As a young cricket fan, I was once berated by a senior for my choice of opening bowler in an all-time India XI. Kapil Dev had just begun to make a mark and I had him in my team.
I was told the best new ball bowlers for India were Mohammed Nissar and Amar Singh. This pair had opened the bowling in India’s inaugural Test. Yet such was the romance of the names of Nissar (“faster than Larwood”) and Amar Singh (“he came off the wicket like the crack of doom”), that it was considered sacrilegious to drop them from a team half a century later.
In the two decades since Kapil played his last Test, two others have bid for inclusion in an all-time XI: Javagal Srinath and Zaheer Khan. With the latter’s retirement, another jewel is gone from the golden era during which India became the top team in both Test and one-day cricket, and won the World Cup in two formats. Zaheer was an integral part of that era.
Zaheer was more than his figures, impressive as 311 wickets in Tests and 282 in ODIs may be. He was India’s fast bowling coach, guiding a generation of youngsters from his position at mid off, generously giving off his experience and knowledge. Many of the wickets others took he could take credit for.
His fitness levels often let him down; he played only 92 of the 158 Tests India played while he was eligible for selection, mostly because of a range of injuries. When he walked off the field on the opening day of the 2011 series in England, it signalled the start of a dark period for India, and it lost eight Tests in a row.Cricketer’s cricketer
Physically inconsistent he might have been, but mentally he was the cricketer’s cricketer, bringing to his craft a combination of native intelligence and sponge-like powers of absorption.
He was in the class of the Pakistan fast bowlers when it came to reverse swing, a skill he taught himself and passed on to his teammates. And not just his teammates.
When England toured in 2012, James Anderson spoke of how much he had learnt the art from Zaheer. The true master recognises no nationality. Art is universal, and like Bishan Singh Bedi before him, Zaheer was happy to share his knowledge with anyone who cared to ask.
Zaheer took nearly twice as many wickets away than he did at home, for four runs fewer per wicket, yet for a bowler of his class his average of nearly 33 overall seemed excessive. This was partly because he often had to play the role of the stock bowler, and partly because captains turned to him to staunch the flow of runs when things were going badly.
What he lacked in pace, he made up in variety and the ability to keep the batsman guessing. This was an achievement for a left-armer who didn’t often swing the ball back into the right hander, but suggested that he could seam it in at will. It was enough to cause doubt in the batsman’s mind. Zaheer was a creator of doubts.
Although Zaheer made his debut five years before Mahendra Singh Dhoni did, he was never in contention for captaincy. Lack of fitness meant he was seldom guaranteed to play a full series, a problem more pronounced at either end of his 14-year career.
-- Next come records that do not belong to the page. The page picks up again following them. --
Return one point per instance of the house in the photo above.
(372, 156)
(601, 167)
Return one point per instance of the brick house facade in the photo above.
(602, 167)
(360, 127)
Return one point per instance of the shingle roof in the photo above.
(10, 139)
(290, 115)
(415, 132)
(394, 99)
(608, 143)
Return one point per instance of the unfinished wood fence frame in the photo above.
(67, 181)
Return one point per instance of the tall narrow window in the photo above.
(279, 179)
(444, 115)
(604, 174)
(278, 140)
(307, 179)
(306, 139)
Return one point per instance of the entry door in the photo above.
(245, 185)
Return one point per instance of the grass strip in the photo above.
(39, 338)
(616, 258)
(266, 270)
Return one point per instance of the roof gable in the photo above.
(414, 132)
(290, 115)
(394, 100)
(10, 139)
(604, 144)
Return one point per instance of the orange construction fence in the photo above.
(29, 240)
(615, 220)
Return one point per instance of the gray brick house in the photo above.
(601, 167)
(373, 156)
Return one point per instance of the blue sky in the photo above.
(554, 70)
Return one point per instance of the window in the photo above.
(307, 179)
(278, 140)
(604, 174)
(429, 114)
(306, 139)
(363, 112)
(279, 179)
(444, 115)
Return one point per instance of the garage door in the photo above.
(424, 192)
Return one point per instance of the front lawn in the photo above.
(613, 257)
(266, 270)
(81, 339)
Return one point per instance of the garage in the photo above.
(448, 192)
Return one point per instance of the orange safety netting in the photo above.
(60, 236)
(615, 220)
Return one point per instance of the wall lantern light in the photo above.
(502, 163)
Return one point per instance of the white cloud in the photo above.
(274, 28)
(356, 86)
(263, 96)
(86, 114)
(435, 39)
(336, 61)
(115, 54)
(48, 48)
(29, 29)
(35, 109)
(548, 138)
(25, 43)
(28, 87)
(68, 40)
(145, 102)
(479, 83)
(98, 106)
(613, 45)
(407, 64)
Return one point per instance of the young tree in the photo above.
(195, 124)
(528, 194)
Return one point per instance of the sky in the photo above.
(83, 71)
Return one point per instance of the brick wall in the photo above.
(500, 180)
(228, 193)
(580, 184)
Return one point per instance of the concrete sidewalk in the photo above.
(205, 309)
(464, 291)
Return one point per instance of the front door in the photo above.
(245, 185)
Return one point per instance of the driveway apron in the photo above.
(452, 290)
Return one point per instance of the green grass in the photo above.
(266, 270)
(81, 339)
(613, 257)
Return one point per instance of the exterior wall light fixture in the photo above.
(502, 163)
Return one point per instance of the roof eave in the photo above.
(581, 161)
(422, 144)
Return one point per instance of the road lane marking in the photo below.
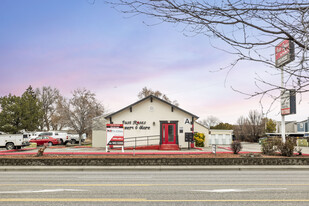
(238, 190)
(138, 200)
(41, 191)
(147, 185)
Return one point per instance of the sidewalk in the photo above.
(147, 168)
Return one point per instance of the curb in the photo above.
(147, 168)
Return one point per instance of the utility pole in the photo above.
(282, 115)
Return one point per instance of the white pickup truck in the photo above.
(63, 137)
(12, 141)
(75, 138)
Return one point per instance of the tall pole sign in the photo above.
(285, 54)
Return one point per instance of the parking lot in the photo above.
(71, 149)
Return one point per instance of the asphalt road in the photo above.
(155, 188)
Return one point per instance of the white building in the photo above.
(150, 122)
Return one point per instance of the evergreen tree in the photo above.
(20, 113)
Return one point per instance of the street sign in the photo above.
(188, 137)
(288, 102)
(214, 149)
(284, 53)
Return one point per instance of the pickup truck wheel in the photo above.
(9, 146)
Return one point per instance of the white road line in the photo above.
(239, 190)
(41, 191)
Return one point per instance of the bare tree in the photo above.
(80, 111)
(59, 119)
(48, 98)
(250, 128)
(210, 121)
(146, 92)
(249, 29)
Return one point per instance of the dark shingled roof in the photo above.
(131, 105)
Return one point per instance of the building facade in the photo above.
(150, 122)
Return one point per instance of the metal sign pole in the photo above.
(282, 116)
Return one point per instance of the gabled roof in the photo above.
(154, 97)
(201, 125)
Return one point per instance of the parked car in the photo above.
(12, 141)
(41, 140)
(61, 136)
(75, 138)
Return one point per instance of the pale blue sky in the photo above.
(74, 44)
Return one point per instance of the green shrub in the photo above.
(269, 146)
(287, 148)
(273, 145)
(236, 147)
(199, 139)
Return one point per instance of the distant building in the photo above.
(294, 128)
(150, 122)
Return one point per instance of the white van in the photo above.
(14, 141)
(61, 136)
(75, 138)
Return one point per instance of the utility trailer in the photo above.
(14, 141)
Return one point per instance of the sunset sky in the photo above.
(70, 44)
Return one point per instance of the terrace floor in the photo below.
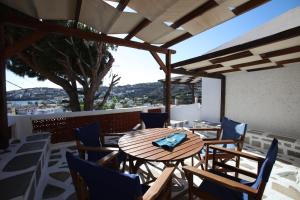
(56, 183)
(284, 182)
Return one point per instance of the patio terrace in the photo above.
(40, 169)
(256, 78)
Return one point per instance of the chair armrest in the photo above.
(159, 185)
(212, 142)
(205, 129)
(108, 158)
(220, 180)
(238, 153)
(99, 149)
(137, 127)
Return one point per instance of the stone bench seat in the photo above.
(22, 167)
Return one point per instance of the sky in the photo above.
(138, 66)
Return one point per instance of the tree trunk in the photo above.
(74, 102)
(88, 101)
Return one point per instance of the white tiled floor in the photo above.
(284, 182)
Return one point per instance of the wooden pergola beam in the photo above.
(159, 61)
(145, 22)
(293, 32)
(234, 56)
(195, 13)
(4, 135)
(54, 28)
(281, 52)
(264, 68)
(177, 40)
(248, 6)
(197, 74)
(168, 86)
(23, 43)
(122, 4)
(223, 95)
(77, 12)
(248, 64)
(202, 69)
(293, 60)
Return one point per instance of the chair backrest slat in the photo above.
(233, 130)
(89, 136)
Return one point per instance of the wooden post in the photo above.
(4, 135)
(193, 92)
(223, 89)
(168, 85)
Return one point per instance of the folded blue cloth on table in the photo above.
(170, 141)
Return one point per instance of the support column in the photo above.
(4, 135)
(193, 92)
(168, 85)
(223, 89)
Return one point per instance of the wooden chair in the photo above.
(94, 181)
(231, 135)
(153, 120)
(88, 143)
(218, 185)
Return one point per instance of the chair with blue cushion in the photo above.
(222, 186)
(231, 135)
(93, 181)
(88, 142)
(154, 120)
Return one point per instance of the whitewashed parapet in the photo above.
(23, 125)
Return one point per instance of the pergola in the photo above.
(158, 23)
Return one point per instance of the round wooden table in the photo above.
(138, 145)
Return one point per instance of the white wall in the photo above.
(211, 99)
(268, 100)
(189, 112)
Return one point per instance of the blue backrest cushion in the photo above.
(104, 183)
(266, 168)
(89, 136)
(154, 120)
(232, 129)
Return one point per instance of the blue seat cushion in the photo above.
(104, 183)
(89, 136)
(229, 146)
(232, 129)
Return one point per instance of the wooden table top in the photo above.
(138, 144)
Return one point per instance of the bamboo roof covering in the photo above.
(185, 79)
(272, 45)
(160, 22)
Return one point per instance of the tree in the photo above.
(65, 61)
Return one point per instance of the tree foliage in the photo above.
(67, 62)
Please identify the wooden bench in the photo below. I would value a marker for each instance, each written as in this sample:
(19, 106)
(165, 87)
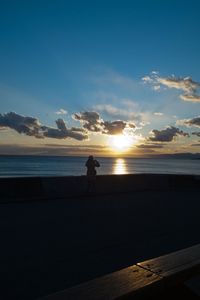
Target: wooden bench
(138, 281)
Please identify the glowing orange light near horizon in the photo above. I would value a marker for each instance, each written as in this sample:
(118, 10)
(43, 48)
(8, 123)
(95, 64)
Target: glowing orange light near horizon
(119, 166)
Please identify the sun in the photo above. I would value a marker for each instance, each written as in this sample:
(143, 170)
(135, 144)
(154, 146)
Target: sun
(121, 142)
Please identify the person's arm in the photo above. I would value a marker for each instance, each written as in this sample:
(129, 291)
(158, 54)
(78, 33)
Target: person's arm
(97, 164)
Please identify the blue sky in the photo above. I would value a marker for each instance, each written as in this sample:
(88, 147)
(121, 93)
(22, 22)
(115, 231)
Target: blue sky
(98, 56)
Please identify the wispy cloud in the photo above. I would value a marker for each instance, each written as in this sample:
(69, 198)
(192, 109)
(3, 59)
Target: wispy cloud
(195, 122)
(196, 133)
(32, 127)
(166, 135)
(150, 146)
(61, 111)
(122, 113)
(185, 84)
(158, 114)
(92, 122)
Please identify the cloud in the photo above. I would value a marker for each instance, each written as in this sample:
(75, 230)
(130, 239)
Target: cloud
(52, 149)
(31, 126)
(186, 84)
(196, 133)
(26, 125)
(121, 113)
(150, 146)
(94, 123)
(90, 120)
(115, 127)
(158, 114)
(191, 98)
(61, 111)
(190, 122)
(167, 134)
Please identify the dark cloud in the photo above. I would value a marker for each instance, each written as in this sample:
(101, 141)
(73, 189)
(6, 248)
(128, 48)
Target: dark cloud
(167, 134)
(187, 85)
(150, 146)
(31, 126)
(51, 149)
(26, 125)
(191, 122)
(196, 133)
(115, 127)
(92, 122)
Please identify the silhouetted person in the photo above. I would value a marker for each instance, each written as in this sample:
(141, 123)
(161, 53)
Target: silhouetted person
(91, 164)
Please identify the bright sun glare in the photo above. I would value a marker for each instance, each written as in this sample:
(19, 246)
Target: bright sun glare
(121, 142)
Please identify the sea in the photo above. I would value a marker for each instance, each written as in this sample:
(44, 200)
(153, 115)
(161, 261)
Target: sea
(30, 166)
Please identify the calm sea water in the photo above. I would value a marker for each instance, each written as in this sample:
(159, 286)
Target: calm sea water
(16, 166)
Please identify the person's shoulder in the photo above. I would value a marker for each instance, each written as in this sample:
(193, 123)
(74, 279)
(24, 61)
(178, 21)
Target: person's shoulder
(97, 163)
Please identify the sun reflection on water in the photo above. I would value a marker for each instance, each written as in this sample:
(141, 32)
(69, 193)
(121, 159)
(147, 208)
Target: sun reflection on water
(119, 166)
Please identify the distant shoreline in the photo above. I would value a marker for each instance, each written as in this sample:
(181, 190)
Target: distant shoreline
(156, 156)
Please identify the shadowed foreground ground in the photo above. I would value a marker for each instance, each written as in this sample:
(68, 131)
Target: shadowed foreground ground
(47, 246)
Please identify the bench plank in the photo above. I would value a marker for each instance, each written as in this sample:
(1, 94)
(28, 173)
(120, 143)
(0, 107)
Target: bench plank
(109, 287)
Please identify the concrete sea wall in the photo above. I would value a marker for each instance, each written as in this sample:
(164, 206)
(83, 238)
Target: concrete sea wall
(72, 186)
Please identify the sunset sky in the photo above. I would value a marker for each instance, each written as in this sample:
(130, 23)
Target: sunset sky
(99, 77)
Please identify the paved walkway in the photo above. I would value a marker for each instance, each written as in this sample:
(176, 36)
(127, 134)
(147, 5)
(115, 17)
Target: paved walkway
(51, 245)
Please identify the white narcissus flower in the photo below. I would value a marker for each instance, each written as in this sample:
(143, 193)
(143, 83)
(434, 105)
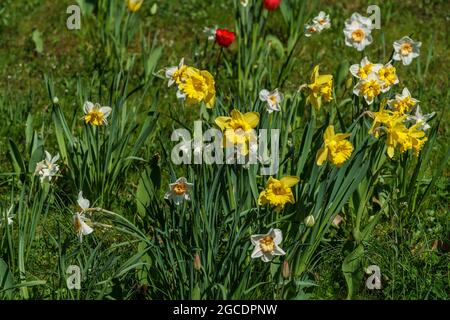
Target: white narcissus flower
(421, 119)
(273, 99)
(319, 23)
(357, 31)
(404, 102)
(81, 227)
(406, 50)
(369, 88)
(364, 68)
(79, 219)
(179, 191)
(322, 21)
(95, 114)
(82, 202)
(387, 75)
(244, 3)
(47, 168)
(172, 72)
(8, 217)
(267, 245)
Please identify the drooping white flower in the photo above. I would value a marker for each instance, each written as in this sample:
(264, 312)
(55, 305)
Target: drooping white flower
(47, 168)
(369, 88)
(318, 24)
(403, 103)
(172, 73)
(421, 119)
(81, 227)
(267, 245)
(364, 68)
(8, 217)
(273, 99)
(322, 21)
(357, 31)
(244, 3)
(310, 29)
(79, 219)
(82, 202)
(179, 191)
(406, 50)
(95, 114)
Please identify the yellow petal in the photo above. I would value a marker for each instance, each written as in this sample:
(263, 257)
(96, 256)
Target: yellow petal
(329, 133)
(289, 181)
(252, 118)
(341, 136)
(223, 122)
(321, 156)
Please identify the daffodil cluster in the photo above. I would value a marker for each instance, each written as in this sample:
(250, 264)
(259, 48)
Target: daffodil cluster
(194, 85)
(373, 79)
(398, 135)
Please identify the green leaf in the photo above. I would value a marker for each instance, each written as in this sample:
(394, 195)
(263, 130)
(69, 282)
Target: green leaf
(351, 267)
(38, 42)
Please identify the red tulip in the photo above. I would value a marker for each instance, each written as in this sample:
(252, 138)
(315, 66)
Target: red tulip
(271, 4)
(225, 37)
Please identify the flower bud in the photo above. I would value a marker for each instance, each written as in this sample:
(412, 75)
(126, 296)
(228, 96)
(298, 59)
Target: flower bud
(271, 4)
(286, 270)
(197, 262)
(309, 221)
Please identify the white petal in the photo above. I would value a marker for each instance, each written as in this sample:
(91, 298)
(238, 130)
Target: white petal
(264, 95)
(277, 236)
(257, 252)
(82, 202)
(88, 106)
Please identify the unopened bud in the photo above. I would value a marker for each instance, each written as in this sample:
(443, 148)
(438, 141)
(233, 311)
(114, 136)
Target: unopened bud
(286, 270)
(197, 262)
(309, 221)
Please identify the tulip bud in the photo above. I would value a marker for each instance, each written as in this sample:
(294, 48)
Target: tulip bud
(197, 262)
(286, 270)
(309, 221)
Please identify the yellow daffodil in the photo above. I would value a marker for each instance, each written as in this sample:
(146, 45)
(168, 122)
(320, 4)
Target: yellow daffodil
(134, 5)
(95, 114)
(278, 192)
(195, 85)
(238, 129)
(335, 149)
(320, 88)
(397, 134)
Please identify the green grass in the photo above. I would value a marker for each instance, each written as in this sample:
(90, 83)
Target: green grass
(412, 250)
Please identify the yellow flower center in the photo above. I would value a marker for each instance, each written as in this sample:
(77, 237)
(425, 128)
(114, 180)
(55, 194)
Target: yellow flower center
(388, 75)
(363, 72)
(405, 49)
(179, 189)
(358, 35)
(267, 244)
(94, 117)
(371, 88)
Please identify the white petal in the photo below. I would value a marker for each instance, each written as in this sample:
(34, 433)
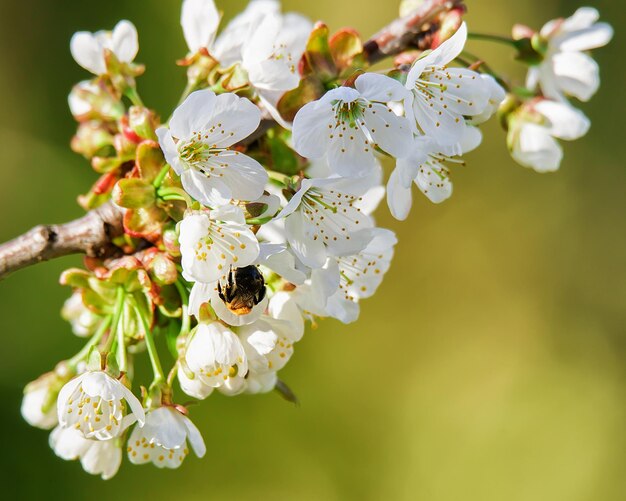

Yet he was an important member of India’s think-tank, especially once simulations and dressing room theories were replaced by match reality. He played 36 Tests under Sourav Ganguly and 31 under M. S. Dhoni, two men who have publicly acknowledged their debt to the essential team-man that Zaheer was, the quiet worker rather than the showy performer. Zaheer often had to plough a lonely furrow. He was born in unfashionable Shrirampur in Maharashtra, and first played for Baroda in the Ranji Trophy. He has spoken about a supportive father who allowed him to give engineering studies a miss, and was lucky to catch the eye of a sensitive coach in Sudhir Naik.
He did play for and lead Mumbai, but a stint in Worcestershire was his finishing school, teaching him to pace himself and become more subtle. The Trent Bridge Test which he helped India win followed soon.
Four years later, he was the leading wicket-taker in the World Cup, a hero in India’s triumph. Currently, as India struggles to find a death bowler with control over the yorker, it is chastening to realise just how easily Zaheer played that role in 200 ODIs.
The three most successful Indian fast bowlers were also calm, almost diffident men who let the ball do all the talking and shouting and gesturing. Kapil Dev, Srinath and Zaheer continue to have lessons for some of their successors. At 37, ‘Zak will be back’ was mere fantasy, a rhyme without reason. As an Indian icon walks into the sunset, he makes the game that bit poorer.